HTML -> XML conversion with XSLT and visual tools

Step 1. Converting input HTML pages into XHTML with Tidy
Step 2. HTML structure visualization with Merlot.
Step 3.Writing XPath expression with The Xpath Visualizer
Step 4. Applying XSLT and testing the result

 
 
  Fighting chaos, case 1: XPath concat() function
Fighting chaos, case 2: <xsl:choose> element
Fighting chaos, case 3: descendant-or-self (//) axis
 
 
Our bunkhouse stretches itself on a large territory of 16 HTML files with total length about 500Kb. Page layout is done using tables and it makes corresponding HTML structure rather regular. However, the files were maintained by different people at different time and as a result, some peculiarities are observed at lower structure levels. For example, inside <td> tags the target information is normally placed in a sequence of <a><font> tags, but sometimes the sequence is reversed and we get <font><a>sequence. XSLT provides enough flexibility to write expressions and instructions matching both "regular" and "irregular" structures, but investigating such cases by reading nude HTML code would be tedious and boring. Free visual tools supplied by XML community turn this job into an exiting data hunting.
 
Step 1. Converting input HTML pages into XHTML with Tidy  
  To be able to use all power of XSLT, we have to provide an XSLT processor with well-formed XML as an input. Of course, our input files were far from well-formedness standards. For this reason, first we needed to "clean" input HTML files.
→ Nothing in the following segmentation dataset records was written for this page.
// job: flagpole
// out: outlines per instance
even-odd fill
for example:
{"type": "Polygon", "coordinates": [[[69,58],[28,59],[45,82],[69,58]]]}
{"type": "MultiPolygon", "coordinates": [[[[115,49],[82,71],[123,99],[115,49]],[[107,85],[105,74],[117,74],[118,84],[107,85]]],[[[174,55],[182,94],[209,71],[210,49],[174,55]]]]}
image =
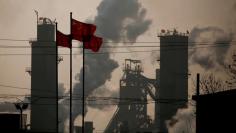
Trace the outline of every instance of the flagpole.
{"type": "Polygon", "coordinates": [[[70,133],[73,133],[72,122],[72,12],[70,12],[70,133]]]}
{"type": "Polygon", "coordinates": [[[85,114],[85,113],[84,113],[84,108],[85,108],[85,107],[84,107],[84,103],[85,103],[85,101],[84,101],[84,94],[85,94],[85,92],[84,92],[84,90],[85,90],[85,89],[84,89],[84,85],[85,85],[85,84],[84,84],[84,83],[85,83],[85,78],[84,78],[84,77],[85,77],[85,74],[84,74],[84,73],[85,73],[85,71],[84,71],[84,61],[85,61],[85,60],[84,60],[84,59],[85,59],[85,55],[84,55],[84,42],[83,42],[83,66],[82,66],[82,67],[83,67],[83,90],[82,90],[82,91],[83,91],[83,96],[82,96],[82,98],[83,98],[83,100],[82,100],[82,102],[83,102],[83,107],[82,107],[82,133],[85,133],[85,132],[84,132],[84,114],[85,114]]]}
{"type": "MultiPolygon", "coordinates": [[[[57,22],[56,22],[56,34],[57,34],[57,22]]],[[[56,129],[59,132],[59,119],[58,119],[58,47],[56,39],[56,129]]]]}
I did it using Tidy - Dave Raggett's free tool, currently hosted by W3C. It reads an HTML file and converts it into a well-formed XHTML document, which can be interpreted as XML. Let's take a look at this real example:

Input HTML
:

<TD rowspan="2">
<
a target="amazon" href="http://www.amazon.com/exec/obidos/ASIN/0201616467/electricporkchop">
<
IMG height=140 src="images/practical.jpg" width=112 ></A>
</TD>


Problems:
1. tag a first coded in lower case and closing tag </A> in upper case
2. tag IMG doesn't have matching closing tag
3. Values of height and width attribute are not enclosed in quotes

Tidy output:
<td rowspan="2">
<
a target="amazon" href="http://www.amazon.com/exec/obidos/ASIN/0201616467/electricporkchop">
<
img height="140" src="images/practical.jpg" width="112" /></a>
</td>


All problems are magically fixed.
 
Step 2. HTML structure investigation with Merlot.  
 
Take a look at source of any bunkhouse page and you will think that it's easier to get lost in HTML jungles than to say anything meaningful about its structure. We can took advantage of the fact that XML editors can visualize the document structure as a tree. For this proposal Merlot, open source Java™ based XML editor, was used. (Remark: colorful markup on the picture is not a part of Merlot service and was added for better visualization)
By looking at the tree, created by Merlot, it's easy to see that our information is placed in table 3, and to write XPath expression to match it:

<xsl:template
match="
html/body/table[3]">

The same information is repeated for each row in the table, so we iterate through rows using <xsl:for-each> instruction. Inside the template we have:

<xsl:for-each select="./tr">

Further investigations shows that each book is described in a group of three rows. Information about a book's title and author, for example, is located in the first row. To check if the current row is the first in a triple, we can use XPath position() function:

<xsl:if test="position() mod 3 = 1">
 
 
Let's define where our "title-to-be" element is located. I expanded <tr> tag to investigate its inner structure. A book's title is located inside tags: <tr>, <td>, <a>, <font> respectively and author in tags <tr>, <td>. We can check this by looking at HTML code:

<!-- Practical Java -->
<
tr align="left">
<
td colspan="3" height="20">
<
a target="amazon"
href="http://www.amazon.com/
exec/obidos/ASIN/0201616467/
electricporkchop">
<
font size="5">Practical Java</font>
<br /></a> by Peter Haggar</td>
</tr>


Our XPatch expression for titles looks like: ./td/a/font/text()
(Here "." refers to the current element which is <tr> )
And for authors we have: ./td[1]/text()
   
Step 3.Checking XPath expressions with The Xpath Visualizer  
     
  Another great visual tool is The XPath Visualizer . It is designed specially for debugging and playing with XPath expressions during XSLT stylesheet development. Load your XML file, enter the expression and iterate through a collection of elements that match it (they are marked with yellow background) - great help in pattern investigation and tuning matching expressions.



 
Step 4. Applying XSLT and testing the result  
 
After all XPath expressions looked good enough, I run XSLT stylesheet and loaded the resulting XML file in Merlot for thorough control. The Xpath Visualizer is a big help when working with XML input, but it shows the input code "as is" and in our case it was almost unreadable HTML. It was easy to overlook an element that had to be, but was not "caught" by a flawed XPath expression. In contrast, the output in our case was represented by highly regular XML and Merlot showed it as a nice tree making it easy to spot missing or incorrect parts. For example, the expression matching book's authors worked fine for two files, but in the third file's output some of <author> elements got empty content.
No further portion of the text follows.